Citons le début de la FAQ de l’Etat au sujet de ce registre dans sa version de 2024 :
« Selon l’article L121-6-1 du code de l’action sociale et des familles, le maire est tenu d’instituer et de tenir à jour un registre nominatif communal des personnes âgées et des personnes handicapées de sa commune vivant à domicile, qui en font la demande ou à la demande d’un tiers (parents, voisins, médecin…), à la condition que la personne concernée, ou son représentant légal, n’y soit pas opposée.
« La finalité exclusive de ce registre est de permettre l’intervention ciblée des services sanitaires et sociaux auprès d’elles en cas de déclenchement du plan d’alerte et d’urgence. A cette fin, le maire recueille les éléments relatifs à l’identité, à l’âge et au domicile des personnes âgées et des personnes handicapées qui ont fait une demande. »

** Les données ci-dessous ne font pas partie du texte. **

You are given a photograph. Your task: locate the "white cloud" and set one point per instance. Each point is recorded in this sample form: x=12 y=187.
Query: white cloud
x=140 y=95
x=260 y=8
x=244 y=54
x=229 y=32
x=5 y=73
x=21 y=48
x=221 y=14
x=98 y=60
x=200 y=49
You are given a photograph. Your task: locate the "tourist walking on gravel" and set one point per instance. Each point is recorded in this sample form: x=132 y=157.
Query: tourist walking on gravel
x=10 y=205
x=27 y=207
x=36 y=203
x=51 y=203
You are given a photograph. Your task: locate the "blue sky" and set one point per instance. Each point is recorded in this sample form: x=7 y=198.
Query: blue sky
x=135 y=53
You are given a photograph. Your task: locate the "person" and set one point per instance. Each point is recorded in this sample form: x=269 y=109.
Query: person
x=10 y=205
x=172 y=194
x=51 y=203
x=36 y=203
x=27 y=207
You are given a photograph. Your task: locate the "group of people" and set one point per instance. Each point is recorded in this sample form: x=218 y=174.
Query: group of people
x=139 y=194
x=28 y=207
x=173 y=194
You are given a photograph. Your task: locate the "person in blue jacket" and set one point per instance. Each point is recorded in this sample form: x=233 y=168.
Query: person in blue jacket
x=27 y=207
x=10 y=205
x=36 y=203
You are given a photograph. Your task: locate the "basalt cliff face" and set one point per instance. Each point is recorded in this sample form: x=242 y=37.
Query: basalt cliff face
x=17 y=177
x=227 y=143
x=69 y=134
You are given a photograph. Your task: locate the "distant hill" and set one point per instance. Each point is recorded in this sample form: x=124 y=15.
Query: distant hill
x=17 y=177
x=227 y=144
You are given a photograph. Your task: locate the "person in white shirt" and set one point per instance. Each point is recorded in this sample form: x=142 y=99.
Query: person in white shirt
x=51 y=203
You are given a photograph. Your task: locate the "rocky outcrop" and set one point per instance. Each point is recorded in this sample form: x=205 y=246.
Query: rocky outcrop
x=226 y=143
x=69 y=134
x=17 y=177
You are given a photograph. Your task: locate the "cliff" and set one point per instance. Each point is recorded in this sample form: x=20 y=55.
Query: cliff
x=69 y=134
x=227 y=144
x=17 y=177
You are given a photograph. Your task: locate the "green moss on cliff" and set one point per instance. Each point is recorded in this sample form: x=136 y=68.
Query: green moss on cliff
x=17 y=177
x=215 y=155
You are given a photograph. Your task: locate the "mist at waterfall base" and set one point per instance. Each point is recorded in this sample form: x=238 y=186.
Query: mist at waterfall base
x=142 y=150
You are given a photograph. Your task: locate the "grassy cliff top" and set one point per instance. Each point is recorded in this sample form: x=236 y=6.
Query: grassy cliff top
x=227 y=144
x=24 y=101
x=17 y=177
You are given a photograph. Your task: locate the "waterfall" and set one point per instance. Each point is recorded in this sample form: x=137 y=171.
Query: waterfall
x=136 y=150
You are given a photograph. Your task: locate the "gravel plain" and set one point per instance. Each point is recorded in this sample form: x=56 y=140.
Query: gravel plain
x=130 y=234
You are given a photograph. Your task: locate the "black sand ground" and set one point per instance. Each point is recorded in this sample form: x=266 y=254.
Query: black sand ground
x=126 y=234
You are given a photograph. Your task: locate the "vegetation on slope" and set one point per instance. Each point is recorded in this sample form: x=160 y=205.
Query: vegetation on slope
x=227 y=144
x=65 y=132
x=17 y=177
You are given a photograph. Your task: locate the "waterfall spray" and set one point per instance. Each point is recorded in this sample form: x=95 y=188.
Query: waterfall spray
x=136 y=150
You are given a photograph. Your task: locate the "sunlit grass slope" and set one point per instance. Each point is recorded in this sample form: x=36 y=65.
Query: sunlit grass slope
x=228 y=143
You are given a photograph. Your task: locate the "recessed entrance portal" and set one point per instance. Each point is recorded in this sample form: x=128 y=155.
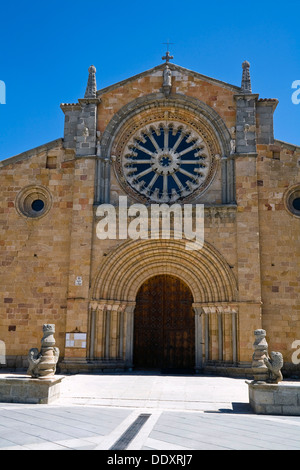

Source : Voir ici cette FAQ sur https://sante.gouv.fr/
L’article 8 de cette loi a en effet prévu de muscler ce registre. La démarche d’inscription à celui-ci reste certes volontaire (avec des pourcentages d’inscrits très faibles par rapport aux populations concernées ; on parle de 1 à 5 %…). Mais la nouvelle loi prévoit aussi que ce registre va être alimenté automatiquement (via le département et la Caisse d’assurance retraite) par des données relatives à d’autres publics : les bénéficiaires de l’APA (allocation personnalisée d’autonomie), de la PCH (prestation de compensation du handicap) ou de « prestations d’action sociale versées au titre de la perte d’autonomie par des organismes d’assurance vieillesse », sauf opposition de la part des intéressés. Ces données peuvent être transmises par le maire aux CCAS, aux CIAS, aux services sociaux et médico-sociaux.
Source : voir l’article L121-6-1 du CASF.
Ce décret :
- adapte les caractéristiques essentielles des traitements de données à caractère personnel mis en œuvre pour la tenue du registre.
- précise les nouvelles finalités du registre communal. L’usage de ce fichier, autrefois « exclusivement limité à la mise en œuvre du plan d’alerte et d’urgence », est désormais élargi et permanent. Il s’agit toujours d’organiser « un contact périodique » avec des personnes mais aussi de permettre aux services communaux de lutter contre le non-recours aux prestations sociales et de proposer des actions « visant à lutter contre l’isolement social ».
- détermine les catégories de personnes et de données à caractère personnel qui y sont enregistrées,
- fixe les modalités de recueil, de transmission et d’utilisation de ces données,
- précise les accédants et destinataires de ces données et la durée de conservation de celles-ci ainsi que les modalités d’information et d’exercice des droits des personnes concernées.
Restera à mettre tout ceci en place avec, sans doute, pour les communes, des moyens nouveaux.